Kafa Arkası (Oksiput Posterior) Gelişi
Oksiput pozisyonunda bebeğin yüzü, doğum sırasında annenin ön tarafına bakar konumdadır. Tespiti rahim ağzının açıldığı sırada, vajinal kontrol ile gerçekleşir. Durum, çok sık olmamakla birlikte doğum öncesi ultrason muayenesinde saptanabilir.
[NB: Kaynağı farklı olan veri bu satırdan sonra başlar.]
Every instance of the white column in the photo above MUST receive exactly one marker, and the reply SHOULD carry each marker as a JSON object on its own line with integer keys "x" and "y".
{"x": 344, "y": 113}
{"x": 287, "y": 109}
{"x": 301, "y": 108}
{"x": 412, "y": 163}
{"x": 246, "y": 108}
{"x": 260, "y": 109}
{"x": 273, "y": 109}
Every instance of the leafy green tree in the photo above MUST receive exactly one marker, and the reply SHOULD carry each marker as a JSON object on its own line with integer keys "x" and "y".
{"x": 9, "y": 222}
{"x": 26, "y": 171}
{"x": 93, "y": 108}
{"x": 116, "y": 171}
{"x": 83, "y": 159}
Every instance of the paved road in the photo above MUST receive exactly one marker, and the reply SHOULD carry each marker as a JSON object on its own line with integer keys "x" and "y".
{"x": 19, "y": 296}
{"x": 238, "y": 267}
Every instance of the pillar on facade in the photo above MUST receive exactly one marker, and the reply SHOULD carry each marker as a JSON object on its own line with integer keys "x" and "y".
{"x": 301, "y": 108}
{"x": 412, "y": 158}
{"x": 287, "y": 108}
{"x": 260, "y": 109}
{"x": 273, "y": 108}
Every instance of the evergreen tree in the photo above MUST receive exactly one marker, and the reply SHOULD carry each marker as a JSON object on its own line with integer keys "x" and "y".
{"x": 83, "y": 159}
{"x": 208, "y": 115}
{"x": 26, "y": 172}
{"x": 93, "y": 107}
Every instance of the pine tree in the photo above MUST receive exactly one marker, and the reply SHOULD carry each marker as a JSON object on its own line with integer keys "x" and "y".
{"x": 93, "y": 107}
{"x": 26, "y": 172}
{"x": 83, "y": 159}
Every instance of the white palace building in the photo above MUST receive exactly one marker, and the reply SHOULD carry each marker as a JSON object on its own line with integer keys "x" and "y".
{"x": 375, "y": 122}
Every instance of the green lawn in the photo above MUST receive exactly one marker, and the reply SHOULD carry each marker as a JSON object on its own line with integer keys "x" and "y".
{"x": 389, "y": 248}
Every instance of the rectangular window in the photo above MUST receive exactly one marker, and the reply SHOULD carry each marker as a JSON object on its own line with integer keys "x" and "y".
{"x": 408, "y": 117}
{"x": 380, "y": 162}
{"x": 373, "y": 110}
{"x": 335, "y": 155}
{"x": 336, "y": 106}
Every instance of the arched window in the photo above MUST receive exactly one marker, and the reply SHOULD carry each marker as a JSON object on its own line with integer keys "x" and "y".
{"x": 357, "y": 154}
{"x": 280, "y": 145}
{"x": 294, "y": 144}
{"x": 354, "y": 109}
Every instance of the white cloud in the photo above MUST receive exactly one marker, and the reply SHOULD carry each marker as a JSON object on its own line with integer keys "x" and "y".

Yan Geliş (Transvers Duruş)
Bu geliş şekli, bebeğin anne rahminde yan durması olarak tanımlanabilir. Bu durumda çoğunlukla, önde gelen kısım omuz olur. Bu geliş şekline yüzde 0,3’lük bir oranda rastlanır ve bebeğin bu koşullarda normal yoldan doğma şansı yoktur. Yan duruş pozisyonu, gebeliğin 37. haftasından evvel tespit edilirse, bebeği dışarıdan döndürmek denenebilir fakat riskleri ve başarısı aile ile detaylıca tartışılmalıdır.
Alın Geliş
Bu duruş pozisyonunda, anne karnındaki bebeğin önde gelen bölgesi başıdır. Fakat bu kez alın en önde gelen kısmı oluşturur. Buna bebeğin başının arkaya omurgaya doğru yaklaştırması neden olur. Bu geliş şekline %0,2’lik bir oranda rastlanır. Bu şekilde başlanan doğum uygulaması ilerledikçe vertex’e dönebilir. Dönmezse alın gelişinde normal doğum mümkün değildir ve sezaryene başvurulur.
Yüz Geliş
Bu duruş pozisyonunda, geliş aşamasında bebeğin başı arkaya doğru esner. Burada uzmanlar bebeğin çenesinin duruşuna göre hareket ederler. Çene kısmı annenin ön tarafında olursa normal doğum şansı vardır. Ancak çenenin arkaya doğru olduğu pozisyonda ise normal doğum şansı yoktur, sezaryen tercih edilir. Bu geliş şekline yüzde 0,2’lik bir oranda rastlanır.
Makat Geliş
Makat geliş, ultrason muayenesi sırasında kendini belirgin bir şekilde gösteren prezentasyon bozukluğu şeklidir. Bu durumla karşılaşma oranı %3’tür. Bu geliş şekli tam makat, saf makat, ayak gelişi (inkomplet makat) olmak üzere 3’e ayrılır. Nedeni tam olarak bilinmeyen bir durumdur. Geçtiğimiz dönemlerde, doktor tarafından bebeğin dıştan döndürülmesi uygulaması yapılıyordu. Ancak içinde bulunduğumuz dönemde bu uygulama uzmanlar tarafından çok sıklıkla tercih edilmiyor. Bu pozisyonda olan bebekler için özellikle ilk gebelik ise sezaryen tercih edilmeli.
Bileşik Geliş
Bebeğin, baş ya da makat ile birlikte bir kol veya bacağın doğum kanalına girmesiyle gerçekleşen geliş anomalisidir. Bu durumda doğum normal seyrine bırakılır. Genellikle bebek elini çeker ve doğum vertex geliş olarak gerçekleşir.
BUNLAR SEBEP OLUYOR
Doç. Dr. Ali Ekiz, “Fetusun anne karnındaki duruş pozisyonundaki anormalliklerin sebebi olarak bazı anomaliler gösteriliyor. Bunlar çift rahim, rahim içinde perde , küçük rahim gibi, rahmin anatomik problemleri, rahim duvarındaki miyomlar, plasentanın doğum kanalı önünde bulunması, anne karnında bebeğin gelişim geriliği, amniyon sıvısının ideal ölçüde olmaması (az veya çok olması), çoğul gebelik, nörolojik problemler, kordon sorunları, çeşitli anomalilere sahip bebek, erken doğum olarak sıralanabilir” bilgisini paylaştı.